Agent maintenance: target every agent matching tag?

Hi, I’m using a scheduled job to do periodic maintenance on agents such as deleting downloaded dependencies—the sort of cleanup where it would be slow/wasteful to recreate it from scratch every single build but it becomes a problem if it churns and grows indefinitely.

Previously this cleanup was implemented as a cronjob local to each agent but if it ran at the same time as a build it would cause spurious failures. The current solution is a cleanup pipeline on its own branch that names every single agent specifically, with OS-specific cleanup steps against it. Each agent will finish what it’s doing, run the cleanup job, then be ready for the next job.

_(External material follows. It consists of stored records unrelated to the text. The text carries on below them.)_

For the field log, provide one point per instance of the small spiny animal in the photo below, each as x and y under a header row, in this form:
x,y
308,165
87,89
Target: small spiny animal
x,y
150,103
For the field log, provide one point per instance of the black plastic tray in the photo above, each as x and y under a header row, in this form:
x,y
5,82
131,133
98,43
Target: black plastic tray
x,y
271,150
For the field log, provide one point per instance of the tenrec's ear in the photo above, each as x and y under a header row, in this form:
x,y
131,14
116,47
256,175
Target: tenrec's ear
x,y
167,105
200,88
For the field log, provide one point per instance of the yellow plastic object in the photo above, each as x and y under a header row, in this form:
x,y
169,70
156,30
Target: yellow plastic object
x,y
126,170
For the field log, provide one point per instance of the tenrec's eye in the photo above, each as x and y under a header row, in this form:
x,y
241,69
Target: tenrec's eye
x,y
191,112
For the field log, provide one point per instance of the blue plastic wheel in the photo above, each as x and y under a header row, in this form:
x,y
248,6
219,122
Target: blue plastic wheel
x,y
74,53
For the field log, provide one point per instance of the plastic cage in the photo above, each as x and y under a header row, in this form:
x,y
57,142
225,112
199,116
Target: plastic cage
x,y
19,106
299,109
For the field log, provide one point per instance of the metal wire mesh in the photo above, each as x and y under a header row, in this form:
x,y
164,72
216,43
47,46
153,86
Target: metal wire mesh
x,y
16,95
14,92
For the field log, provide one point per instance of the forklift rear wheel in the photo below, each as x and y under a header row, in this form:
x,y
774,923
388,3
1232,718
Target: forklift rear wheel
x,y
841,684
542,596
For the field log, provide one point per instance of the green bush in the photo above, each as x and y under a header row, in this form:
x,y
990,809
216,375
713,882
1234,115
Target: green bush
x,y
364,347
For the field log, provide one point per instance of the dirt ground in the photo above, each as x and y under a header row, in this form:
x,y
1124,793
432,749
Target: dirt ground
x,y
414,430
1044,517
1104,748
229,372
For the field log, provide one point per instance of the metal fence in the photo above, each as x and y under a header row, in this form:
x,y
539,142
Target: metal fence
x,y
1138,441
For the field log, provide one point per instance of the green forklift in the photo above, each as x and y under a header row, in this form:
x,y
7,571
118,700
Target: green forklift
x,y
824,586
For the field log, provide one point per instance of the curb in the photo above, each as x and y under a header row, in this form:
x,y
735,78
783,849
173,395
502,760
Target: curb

This cleanup pipeline is a maintenance headache as agents come and go. Is there any way I can use Buildkite’s tools to make every online agent matching a particular tag run a set of steps? Or otherwise solve this problem differently? Thanks!

Hi @thombles!

Welcome to the community! :blush:

That’s a tricky question! It’s not possible at the moment to achieve exactly that, but it is something that was discussed internally with the team.
Alternative, what other users do is one or a combination of the following:

  • schedule a build that runs and targets agents i.e they could schedule a build that runs every 6/12/24 hours to clean up all resources: Scheduled Builds | Buildkite Documentation

  • create a step at the end of the pipeline that runs at the end of every build even if the other step fails (except if the user initiates a cancellation), like:

    steps:
      - command: exit 1
        key: "a"
     
      - command: echo "do this thing first"
        key: "b"
        depends_on: "a"
    
      - command: echo "clean up the things"
        label: "clean up task"
        depends_on: "b"
        allow_dependency_failure: true
    
  • Use a pre-ext hook (but this runs on every step), agent exit hook (but that only runs on agent shut down): Buildkite Agent Hooks v3 | Buildkite Documentation

  • Some tricky combination of graphql, hostname tags (which we discourage :sweat_smile:) and a dynamically uploaded pipeline.

Hope this helps!

Cheers